Like most people, our style has evolved over the years. What was once filled with furniture and decor from large chain furniture stores, is now a home mostly made up of pieces that we have found or made. I know it sounds corny, but the term I may have just coined, “collectorate”, is a great way to describe decorating with items that you collect. The term curate is a little overused these days, but still useful in characterizing the process of selecting special pieces for your home that create interest, tell a story, or have a special meaning.

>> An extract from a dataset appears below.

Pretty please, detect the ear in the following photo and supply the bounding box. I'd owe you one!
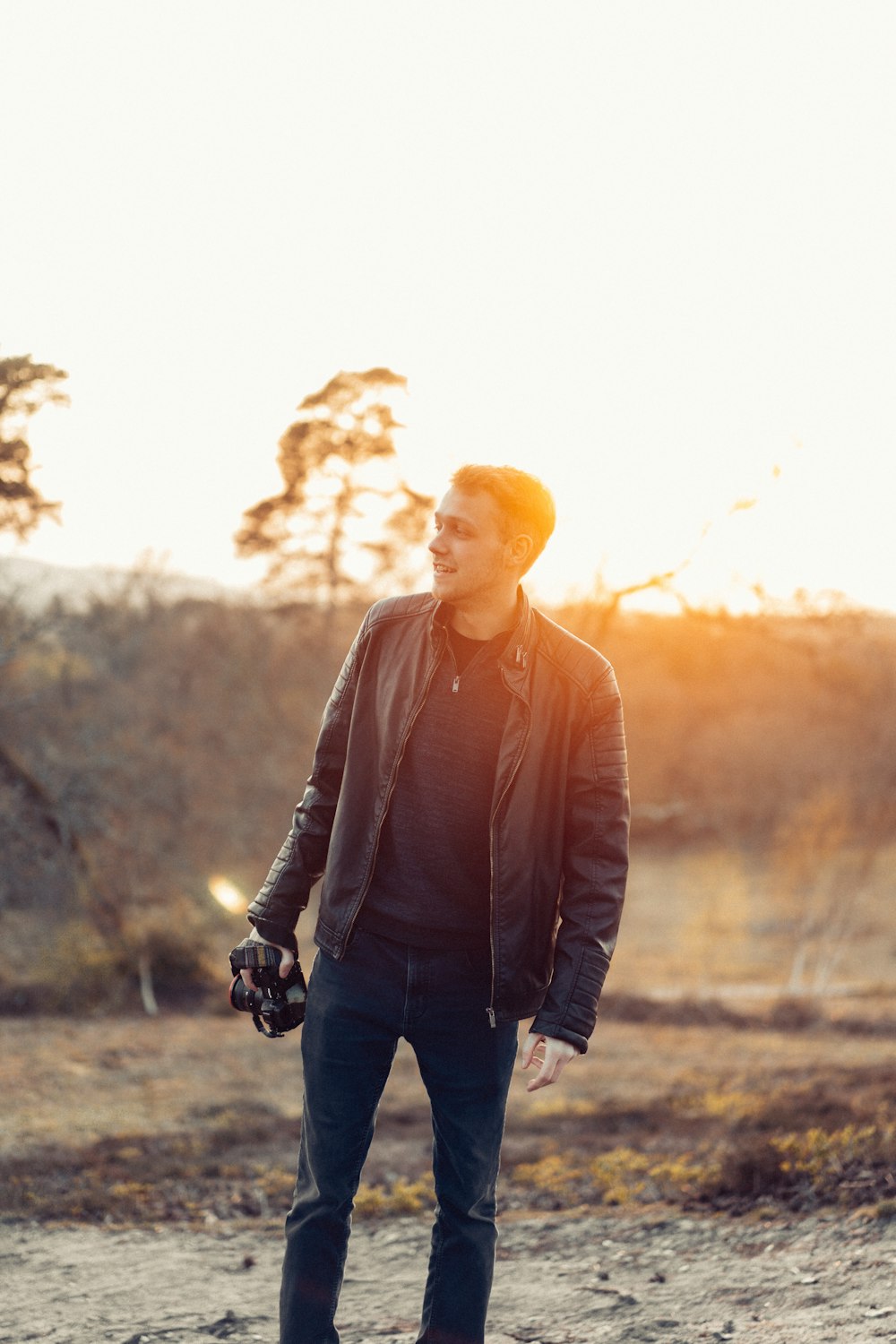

I am always fascinated by what people collect. At a recent auction I came across this awesome pipe collection. The box I came away with was only about a quarter of the whole collection. Ben could not believe I did not grab them all. Along with pipes, the owner of the estate had also collected miniature Liberty Bells and decades worth of Pez dispensers. Random, I know. But it struck me that anything of similarity that can be displayed in groups or large quantities can be kind of cool. And then it struck me that we already do this in many of our rooms.
When Ben built picture frame moldings for our master bedroom, we had a narrow space between 2 windows. He decided that instead of trying to find one picture or object of the right size to fill the space, we could make a display of these 1940’s keys we found at The Old Lucketts Store. The keys are made of lightweight aluminum during this era because Germany reserved the heavier metals for the war effort.
Another one of our favorite collections is of old panoramic military photos. This is just one wall representing some of our collection, including photos from various eras – and even a non-military one from the Texas A & M Firefighter school graduation.
I love these colorful vintage Boy Scout arrows below that we currently have in our shop at Sweet Clover Barn. They would be awesome displayed on a wall or in a large vase.
Other collections prominently featured in our home include skulls, bugs & butterflies, vintage sports photos, globes and maps, old books, rocks & fossils, and other nature “artifacts” gathered by our kids. Designing with these collected items have the side effect of teaching our kids to be curious about the world around them and respectful of history.
As you can see, collections do not have to be limited to fine china or milk glass (although those are great!), but can reflect anything that you find interesting, fun, or beautiful in their own way.
If only I could find a way to decorate with piles of laundry or dirty dishes — the most commonly found items of similarity around our house!